Letter from John R. Speed, P.E., Executive Director, Texas Board of Professional Engineers, to Honorable Dan Morales, Texas Attorney General 6 (Feb. 11, 1998) (on file with Opinion Committee) [hereinafter Speed letter of 2/11/98].
Our analysis begins with the rules to which the Board most specifically objects - those pertaining to site evaluator training and certification. In addressing the rules on site evaluator training and certification, we do not raise any question about the Commission's authority to require site evaluations to determine the suitability of a location for placing a particular on-site sewage disposal facility. See Tex. Health & Safety Code Ann. §§ 366.011(1) (Commission or authorized agents have general authority over location, design, construction, installation, and proper functioning of on-site sewage disposal systems); 366.012(a)(2) (adoption of rules that encourage alternative techniques and technologies that can be used in soils not suitable for conventional on-site sewage disposal); 366.012(b)(3) (adoption of rules requiring specific management practices or procedures if required by site conditions or other problems) (Vernon Supp. 1999).

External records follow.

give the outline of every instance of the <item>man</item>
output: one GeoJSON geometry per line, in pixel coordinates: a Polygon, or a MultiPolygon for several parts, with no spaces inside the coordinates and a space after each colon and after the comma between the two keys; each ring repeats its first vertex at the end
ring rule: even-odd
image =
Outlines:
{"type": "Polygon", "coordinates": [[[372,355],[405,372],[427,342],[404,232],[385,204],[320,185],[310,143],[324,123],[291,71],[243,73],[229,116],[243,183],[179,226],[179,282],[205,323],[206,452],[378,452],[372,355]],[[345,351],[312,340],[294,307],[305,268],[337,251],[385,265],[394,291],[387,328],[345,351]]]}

You indicate that rules adopted by the Commission to regulate "site evaluators" are not authorized by chapter 366 of the Health and Safety Code and that some of them encroach upon the Board's authority to regulate the practice of professional engineering. We conclude that the Commission does not have authority under chapter 366 of the Health and Safety Code to require the certification of "site evaluators." Because we believe such rules are invalid, we do not need to decide whether "site evaluators" perform engineering as regulated by the Texas Engineering Practice Act or whether the rules impede licensed engineers from performing activities already authorized under their engineering license. We could not in any case answer these questions definitively in an attorney general opinion. To determine whether or not a "site evaluator" engages in the practice of engineering would require the investigation and resolution of fact questions, which cannot be done in the opinion process. See, e.g., Tex. Att'y Gen. Op. Nos. DM-383 (1996) at 2 (questions of fact are inappropriate for the opinion process); DM-98 (1992) at 3 (questions of fact cannot be resolved in the opinion process); H-56 (1973) at 3 (improper for Attorney General to pass judgment on a matter that would be a question for jury determination); M-187 (1968) at 3 (Attorney General cannot make factual findings).
The purpose of chapter 366 of the Health and Safety Code is to "eliminate and prevent health hazards by regulating and properly planning the location, design, construction, installation, operation, and maintenance of on-site sewage disposal systems." Tex. Health & Safety Code Ann. § 366.001(1) (Vernon Supp. 1999). An "[o]n-site sewage disposal system" is defined as "one or more systems of treatment devices and disposal facilities that: (A) produce not more than 5,000 gallons of waste each day; and (B) are used only for disposal of sewage produced on a site on which any part of the system is located." Id. § 366.002(7). Under chapter 366, before constructing, altering, repairing, extending or operating an on-site sewage disposal system, a person must obtain a permit from the TNRCC or the TNRCC's "authorized agent," a local government entity that the TNRCC has authorized to regulate on-site sewage disposal systems within its jurisdiction. See id. § 366.002(1); Tex. Att'y Gen. Op. No. JM-1278 (1990) at 2 ("[a]uthorized agents" defined as "local governmental entities designated by the [TNRCC] to implement and enforce chapter 366 and the rules adopted [under this chapter]").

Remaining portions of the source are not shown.